- Bajwa Khurd Location in Punjab, India Bajwa Khurd Bajwa Khurd (India)
- Coordinates: 31°02′45″N 75°18′44″E﻿ / ﻿31.0456962°N 75.3122618°E
- Country: India
- State: Punjab
- District: Jalandhar
- Tehsil: Shahkot

Government
- • Type: Panchayat raj
- • Body: Gram panchayat
- Elevation: 240 m (790 ft)

Population (2011)
- • Total: 572
- Sex ratio 309/263 ♂/♀

Languages
- • Official: Punjabi
- Time zone: UTC+5:30 (IST)
- ISO 3166 code: IN-PB
- Vehicle registration: PB- 08
- Website: jalandhar.nic.in

= Bajwa Khurd =

Bajwa Khurd is a village in Shahkot in Jalandhar district of Punjab State, India. "Kalan" is Persian language word which means "big" and "Khurd" is Persian word which means "small". When two villages have same name then they are distinguished with Kalan for "Big" and Khurd for "Small" used with village name.

It is located 5 km from Shahkot, 23 km from Nakodar, 45 km from district headquarters Jalandhar and 180 km from the state capital Chandigarh.
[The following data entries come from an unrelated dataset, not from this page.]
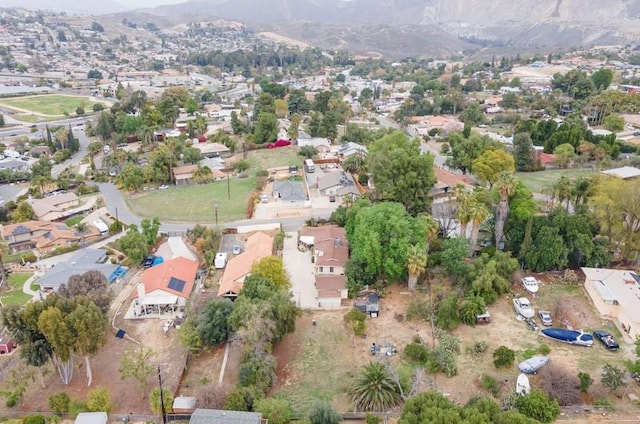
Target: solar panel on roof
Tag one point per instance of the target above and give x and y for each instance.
(176, 284)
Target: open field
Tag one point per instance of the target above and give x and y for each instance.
(15, 295)
(265, 159)
(49, 105)
(537, 182)
(195, 203)
(319, 362)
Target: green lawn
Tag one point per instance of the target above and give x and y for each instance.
(274, 158)
(196, 203)
(15, 295)
(50, 104)
(537, 182)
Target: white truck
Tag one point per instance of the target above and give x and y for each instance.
(221, 260)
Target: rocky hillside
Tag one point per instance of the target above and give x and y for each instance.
(428, 27)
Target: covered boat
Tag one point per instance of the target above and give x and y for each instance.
(576, 337)
(533, 364)
(522, 385)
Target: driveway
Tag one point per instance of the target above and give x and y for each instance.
(300, 269)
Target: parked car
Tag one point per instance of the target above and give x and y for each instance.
(279, 143)
(606, 339)
(545, 318)
(148, 261)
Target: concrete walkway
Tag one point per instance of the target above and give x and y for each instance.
(300, 268)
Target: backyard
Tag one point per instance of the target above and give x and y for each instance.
(265, 159)
(49, 105)
(539, 181)
(319, 360)
(14, 295)
(195, 203)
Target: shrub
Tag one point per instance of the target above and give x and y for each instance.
(59, 403)
(416, 352)
(99, 400)
(489, 384)
(34, 419)
(355, 319)
(503, 357)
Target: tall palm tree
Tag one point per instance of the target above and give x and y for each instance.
(374, 389)
(416, 265)
(478, 213)
(464, 200)
(505, 184)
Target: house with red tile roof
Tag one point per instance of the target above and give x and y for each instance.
(259, 245)
(330, 255)
(165, 288)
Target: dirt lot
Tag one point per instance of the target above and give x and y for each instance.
(318, 362)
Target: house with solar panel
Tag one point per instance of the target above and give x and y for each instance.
(164, 289)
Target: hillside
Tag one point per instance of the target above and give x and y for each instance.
(428, 27)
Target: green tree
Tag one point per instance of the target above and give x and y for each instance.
(612, 377)
(134, 245)
(156, 401)
(538, 406)
(492, 163)
(602, 78)
(523, 152)
(213, 322)
(416, 264)
(471, 308)
(614, 122)
(99, 400)
(503, 357)
(374, 389)
(276, 410)
(136, 365)
(401, 173)
(585, 381)
(266, 129)
(473, 115)
(323, 413)
(272, 269)
(59, 403)
(565, 154)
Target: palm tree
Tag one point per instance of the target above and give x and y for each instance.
(505, 184)
(464, 200)
(374, 389)
(416, 265)
(478, 213)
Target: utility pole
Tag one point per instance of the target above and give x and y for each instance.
(162, 410)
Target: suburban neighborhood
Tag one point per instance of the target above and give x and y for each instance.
(201, 224)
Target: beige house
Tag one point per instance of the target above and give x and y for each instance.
(56, 207)
(184, 174)
(616, 295)
(330, 254)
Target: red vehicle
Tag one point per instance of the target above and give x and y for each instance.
(279, 143)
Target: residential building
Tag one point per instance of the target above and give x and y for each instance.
(82, 261)
(210, 416)
(259, 245)
(184, 174)
(52, 208)
(616, 295)
(165, 288)
(44, 236)
(330, 254)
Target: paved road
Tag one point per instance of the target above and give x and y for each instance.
(300, 269)
(76, 159)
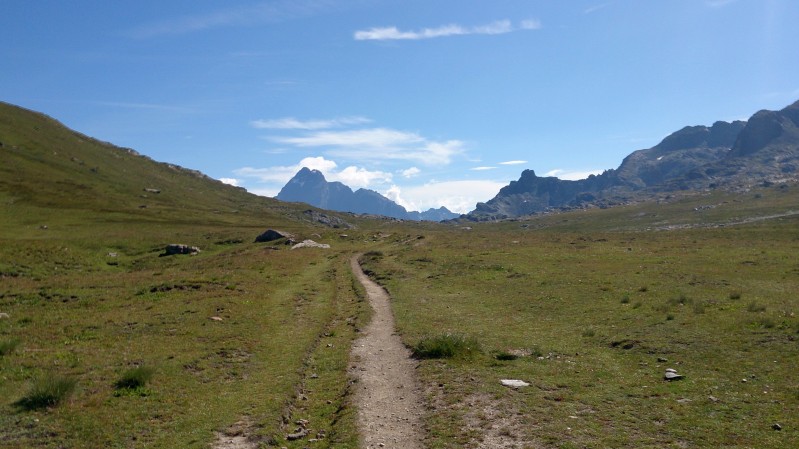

The village is administrated by a sarpanch who is an elected representative of village as per Panchayati raj (India).

The sarpanch of the village is Kala Sarpanch.

To educate people there is an elementary school.

A fair at Gurdwara Sahib of Bajwa Khurs is celebrated by the villages of Aidalpur and Bajwa Khurd on 26 and 27 May.

== Transport ==
Shahkot Malisian station is the nearest train station. The village is 84 km away from a domestic airport in Ludhiana and the nearest international airport is located in Chandigarh. Sri Guru Ram Dass Jee International Airport is the second nearest airport which is 117 km away in Amritsar.